While Ecuador has had cases of Zika Virus in the past, there are currently no reports of an active outbreak. However, information is limited, so new cases could potentially go undetected for some time. For your safety, be vigilant about preventing mosquito bites when spending time outdoors.

Here are some steps for preventing mosquito bites:

  • Apply insect repellents registered with the Environmental Protection Agency (EPA) and which contain DEET, oil of eucalyptus or lemon, picaridin, or para-menthane-diol.
    • It may be difficult to purchase repellent at your travel destination, so we recommend packing enough to last the entire trip.
  • Keep skin covered as much as possible by wearing long-sleeved shirts and long pants.
  • Stay in and sleep in screened-in/air-conditioned rooms when possible, or use a mosquito bed net if sleeping outdoors.
  • Wear permethrin-treated gear and clothing. These items can be purchased pre-treated or you can treat them by yourself.

Check the CDC’s page on avoiding bug bites for a more detailed breakdown. 

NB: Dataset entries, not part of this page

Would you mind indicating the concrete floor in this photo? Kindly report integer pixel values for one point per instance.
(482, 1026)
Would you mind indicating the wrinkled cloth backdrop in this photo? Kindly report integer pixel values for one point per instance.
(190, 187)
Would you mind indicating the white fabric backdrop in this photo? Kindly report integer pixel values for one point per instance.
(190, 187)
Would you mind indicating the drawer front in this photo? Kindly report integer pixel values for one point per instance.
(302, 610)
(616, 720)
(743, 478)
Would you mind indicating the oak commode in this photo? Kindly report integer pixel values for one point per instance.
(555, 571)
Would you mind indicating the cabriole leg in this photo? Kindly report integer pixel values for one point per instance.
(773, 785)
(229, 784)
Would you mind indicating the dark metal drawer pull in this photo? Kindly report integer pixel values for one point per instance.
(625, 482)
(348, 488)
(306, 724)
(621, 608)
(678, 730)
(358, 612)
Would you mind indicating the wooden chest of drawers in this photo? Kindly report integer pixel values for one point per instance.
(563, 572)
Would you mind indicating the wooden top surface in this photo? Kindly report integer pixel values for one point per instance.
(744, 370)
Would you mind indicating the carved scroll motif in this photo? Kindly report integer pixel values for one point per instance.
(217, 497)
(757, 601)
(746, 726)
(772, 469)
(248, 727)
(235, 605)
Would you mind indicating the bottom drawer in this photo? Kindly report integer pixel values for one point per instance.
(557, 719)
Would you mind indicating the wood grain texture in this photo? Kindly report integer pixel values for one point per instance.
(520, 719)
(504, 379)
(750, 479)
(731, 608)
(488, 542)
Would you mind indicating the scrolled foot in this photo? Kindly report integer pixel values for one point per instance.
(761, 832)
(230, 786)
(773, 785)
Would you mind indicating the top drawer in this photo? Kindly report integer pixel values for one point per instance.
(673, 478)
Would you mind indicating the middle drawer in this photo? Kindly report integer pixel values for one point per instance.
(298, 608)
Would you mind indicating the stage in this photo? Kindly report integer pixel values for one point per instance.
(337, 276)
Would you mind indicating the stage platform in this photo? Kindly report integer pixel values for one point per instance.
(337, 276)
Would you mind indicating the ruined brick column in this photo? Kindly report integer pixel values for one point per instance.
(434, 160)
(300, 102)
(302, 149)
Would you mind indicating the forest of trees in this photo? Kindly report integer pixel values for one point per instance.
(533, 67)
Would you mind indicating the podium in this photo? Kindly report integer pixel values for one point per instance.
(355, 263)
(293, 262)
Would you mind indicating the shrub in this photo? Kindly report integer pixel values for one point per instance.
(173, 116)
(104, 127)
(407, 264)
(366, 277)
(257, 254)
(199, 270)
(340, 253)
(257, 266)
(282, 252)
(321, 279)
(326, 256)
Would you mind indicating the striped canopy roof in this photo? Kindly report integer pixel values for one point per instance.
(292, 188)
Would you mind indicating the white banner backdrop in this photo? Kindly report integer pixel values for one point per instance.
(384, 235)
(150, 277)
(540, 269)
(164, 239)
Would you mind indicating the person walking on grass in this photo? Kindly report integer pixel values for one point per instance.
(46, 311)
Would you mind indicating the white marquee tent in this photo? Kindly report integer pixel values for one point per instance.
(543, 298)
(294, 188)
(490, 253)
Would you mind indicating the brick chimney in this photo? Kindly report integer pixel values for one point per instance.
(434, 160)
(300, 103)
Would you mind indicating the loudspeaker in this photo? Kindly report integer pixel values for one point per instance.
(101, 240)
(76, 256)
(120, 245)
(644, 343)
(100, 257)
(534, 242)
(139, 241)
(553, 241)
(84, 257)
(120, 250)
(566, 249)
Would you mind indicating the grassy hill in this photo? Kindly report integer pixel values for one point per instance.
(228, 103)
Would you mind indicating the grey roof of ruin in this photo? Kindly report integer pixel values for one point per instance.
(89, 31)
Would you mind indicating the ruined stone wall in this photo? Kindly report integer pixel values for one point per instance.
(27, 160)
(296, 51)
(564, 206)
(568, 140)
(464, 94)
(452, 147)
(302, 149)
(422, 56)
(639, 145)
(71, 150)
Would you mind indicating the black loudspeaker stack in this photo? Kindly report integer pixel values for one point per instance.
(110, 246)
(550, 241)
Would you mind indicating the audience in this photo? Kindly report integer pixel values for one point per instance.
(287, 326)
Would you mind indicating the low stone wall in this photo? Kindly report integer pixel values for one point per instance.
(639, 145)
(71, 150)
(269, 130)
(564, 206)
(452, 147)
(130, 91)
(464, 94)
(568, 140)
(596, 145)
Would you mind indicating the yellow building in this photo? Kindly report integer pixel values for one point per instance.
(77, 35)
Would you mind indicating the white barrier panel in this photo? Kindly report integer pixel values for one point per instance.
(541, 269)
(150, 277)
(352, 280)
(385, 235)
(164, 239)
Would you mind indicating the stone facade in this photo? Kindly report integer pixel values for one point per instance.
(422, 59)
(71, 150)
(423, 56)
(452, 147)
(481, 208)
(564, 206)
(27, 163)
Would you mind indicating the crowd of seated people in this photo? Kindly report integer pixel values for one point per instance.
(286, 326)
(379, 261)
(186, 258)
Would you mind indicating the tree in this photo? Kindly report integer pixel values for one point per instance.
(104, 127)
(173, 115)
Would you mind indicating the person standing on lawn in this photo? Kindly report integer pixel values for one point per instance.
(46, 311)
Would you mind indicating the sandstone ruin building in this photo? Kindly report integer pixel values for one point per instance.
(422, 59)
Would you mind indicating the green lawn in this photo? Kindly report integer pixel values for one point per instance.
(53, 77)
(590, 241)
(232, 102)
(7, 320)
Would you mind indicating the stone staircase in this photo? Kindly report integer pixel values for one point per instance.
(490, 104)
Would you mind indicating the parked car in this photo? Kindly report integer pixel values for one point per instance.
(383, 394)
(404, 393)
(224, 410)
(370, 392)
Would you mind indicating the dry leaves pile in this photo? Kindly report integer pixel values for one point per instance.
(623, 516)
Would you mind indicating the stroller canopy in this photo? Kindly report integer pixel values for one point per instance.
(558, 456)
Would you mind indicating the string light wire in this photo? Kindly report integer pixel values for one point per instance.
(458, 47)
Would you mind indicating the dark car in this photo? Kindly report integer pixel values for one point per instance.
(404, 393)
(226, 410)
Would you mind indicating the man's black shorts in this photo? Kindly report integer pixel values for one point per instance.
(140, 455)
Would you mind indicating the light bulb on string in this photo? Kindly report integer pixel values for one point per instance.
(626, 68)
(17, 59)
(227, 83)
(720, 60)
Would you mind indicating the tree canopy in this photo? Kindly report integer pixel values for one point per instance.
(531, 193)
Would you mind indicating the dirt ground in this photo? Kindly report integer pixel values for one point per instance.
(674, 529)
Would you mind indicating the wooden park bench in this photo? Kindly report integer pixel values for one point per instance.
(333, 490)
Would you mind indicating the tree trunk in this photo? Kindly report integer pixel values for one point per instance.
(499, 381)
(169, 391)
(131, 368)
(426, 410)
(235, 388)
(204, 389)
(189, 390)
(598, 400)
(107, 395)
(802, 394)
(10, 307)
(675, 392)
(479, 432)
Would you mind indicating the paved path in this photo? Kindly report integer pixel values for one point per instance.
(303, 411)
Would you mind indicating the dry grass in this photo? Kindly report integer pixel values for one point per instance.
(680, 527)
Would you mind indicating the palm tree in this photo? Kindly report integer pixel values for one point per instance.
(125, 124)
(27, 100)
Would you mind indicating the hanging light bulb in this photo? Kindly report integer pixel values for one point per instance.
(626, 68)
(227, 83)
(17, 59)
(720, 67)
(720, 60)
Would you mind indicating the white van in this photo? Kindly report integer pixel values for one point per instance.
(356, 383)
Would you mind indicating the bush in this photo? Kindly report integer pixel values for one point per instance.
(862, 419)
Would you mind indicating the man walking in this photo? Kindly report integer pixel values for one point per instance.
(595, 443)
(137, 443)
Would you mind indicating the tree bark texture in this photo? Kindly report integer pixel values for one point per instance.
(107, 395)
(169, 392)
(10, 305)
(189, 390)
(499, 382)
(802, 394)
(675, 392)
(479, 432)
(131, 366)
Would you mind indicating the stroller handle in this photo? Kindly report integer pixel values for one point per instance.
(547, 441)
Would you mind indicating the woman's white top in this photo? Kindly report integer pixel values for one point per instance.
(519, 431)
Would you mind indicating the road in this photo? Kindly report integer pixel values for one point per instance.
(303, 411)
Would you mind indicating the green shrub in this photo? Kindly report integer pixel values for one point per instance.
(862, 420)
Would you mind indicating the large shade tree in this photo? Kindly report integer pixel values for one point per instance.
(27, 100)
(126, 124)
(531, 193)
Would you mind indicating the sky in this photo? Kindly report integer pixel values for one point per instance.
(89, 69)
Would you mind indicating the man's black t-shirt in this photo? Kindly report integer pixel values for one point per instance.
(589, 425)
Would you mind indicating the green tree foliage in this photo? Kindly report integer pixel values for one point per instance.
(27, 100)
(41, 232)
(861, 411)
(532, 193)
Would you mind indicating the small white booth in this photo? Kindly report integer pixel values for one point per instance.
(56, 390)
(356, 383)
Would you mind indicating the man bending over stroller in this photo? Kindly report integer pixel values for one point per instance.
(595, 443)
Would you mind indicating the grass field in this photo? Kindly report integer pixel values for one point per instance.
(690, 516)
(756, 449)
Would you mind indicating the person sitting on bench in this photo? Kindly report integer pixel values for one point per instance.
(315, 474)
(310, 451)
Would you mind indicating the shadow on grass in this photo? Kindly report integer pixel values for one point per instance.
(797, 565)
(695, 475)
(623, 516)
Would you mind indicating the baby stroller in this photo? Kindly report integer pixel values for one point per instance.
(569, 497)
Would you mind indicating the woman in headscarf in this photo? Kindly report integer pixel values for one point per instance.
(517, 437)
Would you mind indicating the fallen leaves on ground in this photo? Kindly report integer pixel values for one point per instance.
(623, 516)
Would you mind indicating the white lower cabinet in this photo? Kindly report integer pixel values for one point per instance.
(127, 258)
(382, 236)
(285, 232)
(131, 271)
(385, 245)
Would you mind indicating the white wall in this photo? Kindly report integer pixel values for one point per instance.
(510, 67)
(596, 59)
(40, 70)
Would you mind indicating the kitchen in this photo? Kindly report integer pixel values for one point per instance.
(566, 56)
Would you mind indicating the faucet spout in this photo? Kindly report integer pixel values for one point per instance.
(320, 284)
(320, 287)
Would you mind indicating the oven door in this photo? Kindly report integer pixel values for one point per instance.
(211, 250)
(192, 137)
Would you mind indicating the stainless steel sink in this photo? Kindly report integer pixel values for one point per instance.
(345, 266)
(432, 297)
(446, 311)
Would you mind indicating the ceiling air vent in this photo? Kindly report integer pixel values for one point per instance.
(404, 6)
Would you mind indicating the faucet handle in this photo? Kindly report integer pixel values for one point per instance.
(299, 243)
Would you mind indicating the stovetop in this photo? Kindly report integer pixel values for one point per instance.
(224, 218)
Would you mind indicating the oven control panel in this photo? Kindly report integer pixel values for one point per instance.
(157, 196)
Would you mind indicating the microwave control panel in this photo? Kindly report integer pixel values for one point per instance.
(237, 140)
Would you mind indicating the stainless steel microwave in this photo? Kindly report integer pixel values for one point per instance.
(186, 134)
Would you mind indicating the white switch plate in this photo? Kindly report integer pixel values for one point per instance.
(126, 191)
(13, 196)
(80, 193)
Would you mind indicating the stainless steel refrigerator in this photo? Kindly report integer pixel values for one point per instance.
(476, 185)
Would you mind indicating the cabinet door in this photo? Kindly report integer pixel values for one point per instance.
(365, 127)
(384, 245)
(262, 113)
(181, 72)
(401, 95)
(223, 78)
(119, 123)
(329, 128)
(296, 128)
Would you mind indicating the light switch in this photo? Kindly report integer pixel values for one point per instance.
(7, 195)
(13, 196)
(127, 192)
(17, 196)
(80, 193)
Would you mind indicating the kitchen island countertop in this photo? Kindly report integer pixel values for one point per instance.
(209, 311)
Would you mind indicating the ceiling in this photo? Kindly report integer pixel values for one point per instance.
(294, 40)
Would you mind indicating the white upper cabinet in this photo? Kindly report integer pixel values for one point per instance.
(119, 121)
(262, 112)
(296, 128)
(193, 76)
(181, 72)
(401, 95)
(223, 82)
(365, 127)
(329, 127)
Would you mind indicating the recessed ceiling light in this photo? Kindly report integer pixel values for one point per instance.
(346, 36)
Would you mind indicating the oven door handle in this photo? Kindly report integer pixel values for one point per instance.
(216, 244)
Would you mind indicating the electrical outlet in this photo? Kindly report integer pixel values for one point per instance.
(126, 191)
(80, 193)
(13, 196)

Evidence also suggests a risk of sexual transmission for Zika and that infected pregnant women can spread the virus to unborn babies. The CDC’s warnings now extend to men and women alike—pregnant or hoping to be—in terms of taking preventative measures against transmission.

You can learn more about the CDC’s recommended vaccinations and travel precautions here

Seasickness in the Galápagos

While the Galápagos waters generally remain calm, some travelers are susceptible to seasickness or motion sickness. If you are susceptible to motion sickness, or even unsure, we recommend bringing some sort of seasickness medication with you.

Travel Insurance - Protecting your Adventure

In addition to the above precautions, we highly recommend that guests take out a comprehensive travel insurance policy that covers them in case of medical emergencies or trip cancellation due to health circumstances.